Ingrid Caston also testified Monday, recalling how she was sitting in the driver’s side of a parked Audi, eating some food, when the shooting unfolded just feet away.
“I heard shots, and it sounded like fireworks. I said to the lady in the car with me, ‘Are those fireworks?'” she recalled. “Everybody started scattering, and a few people ran. Nipsey, I seen him fall.”
Caston said she saw the shooter and believed it was the same man she’d seen earlier in the parking lot walking around without a shirt. She heard “more than seven” shots. “I was so focused. I’m watching in disbelief, and then afterwards when he finished, he kicked him and after he ran right by me. I was shocked, looking. That’s how it happened.”

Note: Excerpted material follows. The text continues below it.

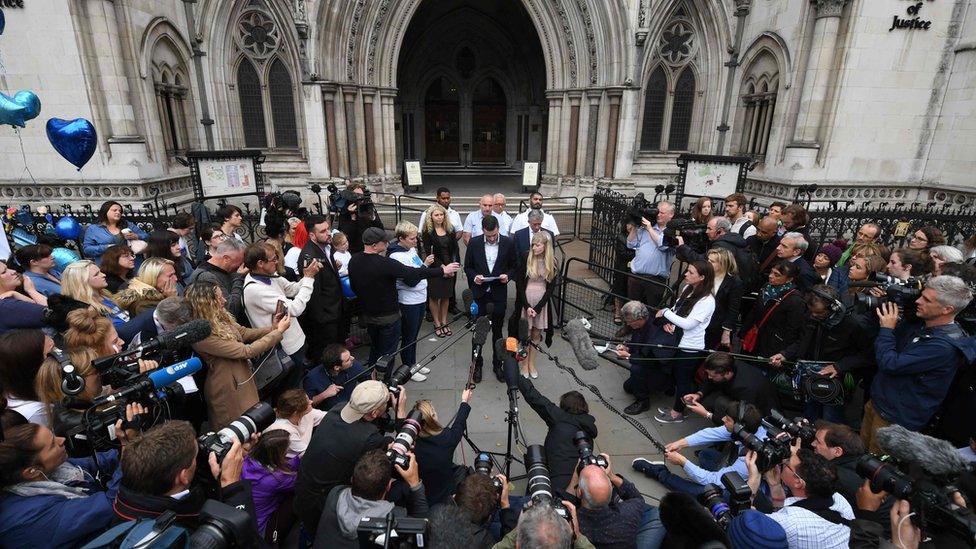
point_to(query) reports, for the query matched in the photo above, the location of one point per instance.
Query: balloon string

Bryannita Nicholson, 35, took the witness stand Monday afternoon and testified that she acted as Holder’s unwitting getaway driver the day of the slaying.
The home healthcare aide said she met Holder while working as a Lyft driver and started hanging out with him during the weeks before the shooting in what she described as a casual dating relationship with no strings attached. She said the day of Hussle’s death, Holder directed her to The Marathon store’s parking lot and engaged the celebrated musician in a conversation about “snitching.”
“Did you say I snitched?” Holder asked Hussle, according to her testimony.
“It didn’t sound like he was mad,” she told jurors, describing Holder’s voice as “loud” but not “aggressive.”
Nicholson said Hussle posed for a photo with her, and a short time later, she and Holder drove around the block. She said Holder started loading bullets into a black semiautomatic gun while seated in her car. She asked him to put the gun away, and he did, she testified. A short time later, as they were parked in a nearby alley so Holder could eat his chili cheese fries, Holder jumped out of the car and told her not to leave until he returned, she said. She watched as Holder turned a corner back toward Hussle’s store and then heard multiple gunshots, she testified. Holder then reappeared and told her to drive with a “stern” voice, she said.
“I was like, ‘What happened?’ He was like, ‘Drive!’ [He said] I talk too much. He was like he was going to slap me,” she testified.
Nicholson said she drove Holder back to Long Beach and didn’t hear that Hussle had been killed until later that night.
During his opening statement, McKinney described Nicholson as naïve.
The judge overseeing the trial ended cut Nicholson’s testimony short early Monday because the air conditioning in the packed courtroom wasn’t working. A technician who arrived to fix the problem said the room had topped 82 degrees.
McKinney tells Rolling Stone he expects to conclude his evidence portion of the case by the end of the week, ahead of schedule.